HOW:  There will be two ways to complete the writing requirement of the assignment.


1.  Our fabulous language arts House B website.  “What fabulous language arts House B website?” you ask.  We have set up an interactive website just for this assignment and this House.  The web address is: (and follow the links for “Book Bistro”).  You may post your reviews on this website and gain some valuable knowledge in using technology for educational purposes.  This website is linked from Greenbriar’s home page, so you can also find it that way (thank Miss Rossman when you see her, okay?)  Are there disciplinary penalties for misusing the website or for putting inappropriate material on the website?  You bet your bippee—and this is not something you want to test me on, or else you’ll be seeing me, Mrs. Hanlon, Mr. Clark, and your parents in a conference room having a very unpleasant conversation.  Consider yourself warned.


2.  Plain old pen and paper.  Of the two methods of completing your assignment, this is the less desirable.  We would really encourage you to use the Internet in the Media Center, at your local library, or perhaps through a family member or friend to complete your reviews.  However, we also know that not everyone has Internet access, and we want you to be successful in this unit.  We will accept written book reviews and they will be weighted the same as the interactive reviews.  All the other rules you know and love apply—it must be written NEATLY in blue or black pen or typed; font should be 12 or 14 point Times New Roman or Courier; and of course, it MUST be on time.
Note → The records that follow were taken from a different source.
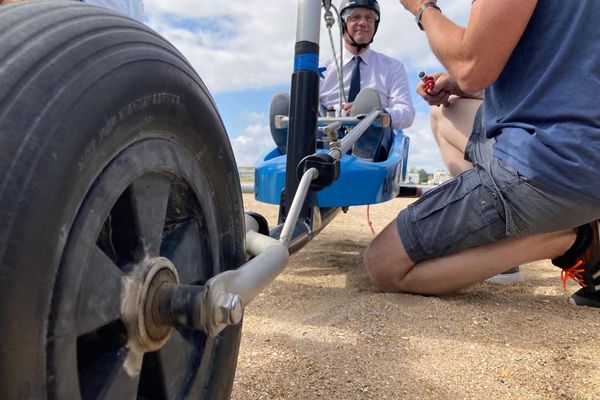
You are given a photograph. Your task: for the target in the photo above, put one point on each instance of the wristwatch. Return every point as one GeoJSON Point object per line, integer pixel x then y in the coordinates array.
{"type": "Point", "coordinates": [424, 7]}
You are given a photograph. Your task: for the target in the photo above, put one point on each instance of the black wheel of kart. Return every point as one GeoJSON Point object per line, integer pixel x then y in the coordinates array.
{"type": "Point", "coordinates": [116, 176]}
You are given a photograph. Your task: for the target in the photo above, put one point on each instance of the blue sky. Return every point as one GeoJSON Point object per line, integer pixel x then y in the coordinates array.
{"type": "Point", "coordinates": [243, 50]}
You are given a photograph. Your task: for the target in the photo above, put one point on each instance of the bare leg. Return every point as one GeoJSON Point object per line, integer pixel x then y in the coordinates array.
{"type": "Point", "coordinates": [451, 127]}
{"type": "Point", "coordinates": [392, 270]}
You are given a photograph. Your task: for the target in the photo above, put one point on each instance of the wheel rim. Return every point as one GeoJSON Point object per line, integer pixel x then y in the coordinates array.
{"type": "Point", "coordinates": [152, 206]}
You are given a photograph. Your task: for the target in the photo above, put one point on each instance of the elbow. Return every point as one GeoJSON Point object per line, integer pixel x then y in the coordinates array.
{"type": "Point", "coordinates": [472, 77]}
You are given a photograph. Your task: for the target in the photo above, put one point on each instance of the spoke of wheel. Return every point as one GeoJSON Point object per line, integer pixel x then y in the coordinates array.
{"type": "Point", "coordinates": [123, 380]}
{"type": "Point", "coordinates": [149, 198]}
{"type": "Point", "coordinates": [186, 249]}
{"type": "Point", "coordinates": [176, 361]}
{"type": "Point", "coordinates": [99, 300]}
{"type": "Point", "coordinates": [204, 372]}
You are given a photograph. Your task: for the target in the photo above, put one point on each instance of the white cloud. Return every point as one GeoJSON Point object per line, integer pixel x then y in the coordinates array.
{"type": "Point", "coordinates": [238, 45]}
{"type": "Point", "coordinates": [423, 150]}
{"type": "Point", "coordinates": [254, 141]}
THE BIG EVENT:   A Breakfast Book Bistro is actually what we snobby teachers call a “literacy event.”  Other people might call it “book sharing” or “live book reviewing.”  Mrs. Hanlon and I have scheduled an entire morning—and an entire meal—for your Breakfast Book Bistro on March 24, 2005 (the last day of school before Easter break).  We already have many volunteers lined up to help (plus some big surprises we are working on!).  Mr. Spisak, Mr. Clark, and the teachers in House B are also supporting our event.  We are going to invite your parents and other adults to share the experience.  More information about that is forthcoming in the near future.


What happens at a book bistro?  Eight (8) or so students sit at a table, have breakfast, and orally review for each other one (1) of the books they have read for the unit.  An adult volunteer will sit at each table and facilitate.  You will be given forms to complete so that you can keep track of books you might want to read based on your friends’ reviews.  You may use a copy of your written review to assist you in your presentation of your book.  You will be partnered with students from other classes, so that you really get a different perspective on what books other seventh-graders are reading.  You should bring the book you’re reviewing with you…so you will want to have a copy of it from your local bookstore or library. 


Don’t panic!  We have a long time before the event, and we will frequently remind you to budget your time, stay organized, and plan.  Right now, just pick two books that you think you will want to read and get to it!


MATERIALS YOU WILL NEED:  (i.e.  get organized now!)


A folder marked “Breakfast Book Bistro,” which you will bring to class every Friday (no, I don’t care what color it is!!)


All the handouts we give you (NOTHING GETS THROWN OUT)


2 books of your choice



Be this guy:



“I already have my two books planned!”